Grandes Chroniques de France

Philip the Good, Duke of Burgundy, with Chancellor Nicolas Rolin and the future Charles the Bold, accepts his copy of the Grandes Chroniques de France from Guillaume Fillastre on 1 January 1457. As often this presentation miniature is in the book itself, which is now in St Petersburg. This book contains the Burgundian version for later periods.
Clovis I of the Franks, Clotilde and his sons, 14th-century

The Grandes Chroniques de France is a vernacular royal compilation of the history of the Kingdom of France, most manuscripts of which are luxury copies that are heavily illuminated. Copies were produced between the thirteenth and fifteenth centuries, the text being extended at intervals to cover recent events. It was first compiled in the reign of Saint Louis (d. 1270), who wished to preserve the history of the Franks, from the coming of the Trojans to his own time, in an official chronography whose dissemination was tightly controlled. It was continued under his successors until completed in 1461. It covers the Merovingian, Carolingian, and Capetian dynasties of French kings, with illustrations depicting personages and events from virtually all their reigns.

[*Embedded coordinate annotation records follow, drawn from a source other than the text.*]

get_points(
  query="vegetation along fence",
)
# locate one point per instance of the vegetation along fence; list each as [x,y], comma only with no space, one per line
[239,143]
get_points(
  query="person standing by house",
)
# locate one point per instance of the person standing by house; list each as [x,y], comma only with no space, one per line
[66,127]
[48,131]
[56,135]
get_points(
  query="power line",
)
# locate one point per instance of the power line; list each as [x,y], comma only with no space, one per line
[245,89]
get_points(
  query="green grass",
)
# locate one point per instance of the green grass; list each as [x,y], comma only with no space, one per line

It survives in approximately 130 manuscripts,[1] varying in the richness, number and artistic style of their illuminations, copied and amended for royal and courtly patrons, the central work of vernacular official historiography. Over 75 copies are illustrated, with between one and over 400 scenes shown; analysis of the selections of subjects reveals the changing political preoccupations of the different classes of patrons over time.[2]

Following the contemporary styles of illustration seen in other manuscripts, early copies had mostly fairly small scenes, normally with a patterned background rather than a landscape or interior setting. In front of this a number of figures were engaged in key historical moments, especially battles, coronations, weddings and important meetings. There might be over 200 such scenes illustrated, often collected together as individual compartments in a full-page miniature with a decorated framework. By the mid-15th century the number of illustrations was fewer, around 50 even in lavish copies, but the miniatures were larger, and now had lovingly detailed landscape or interior backgrounds. Scenes of ceremonial moments, now often including large crowds, had become more popular, though battles retained their place.[3]

  1. ^ Hedeman xx; she was able to locate 131 MS., and has "included at the end of the book a Catalogue of Manuscripts dating from 1274 to c. 1420".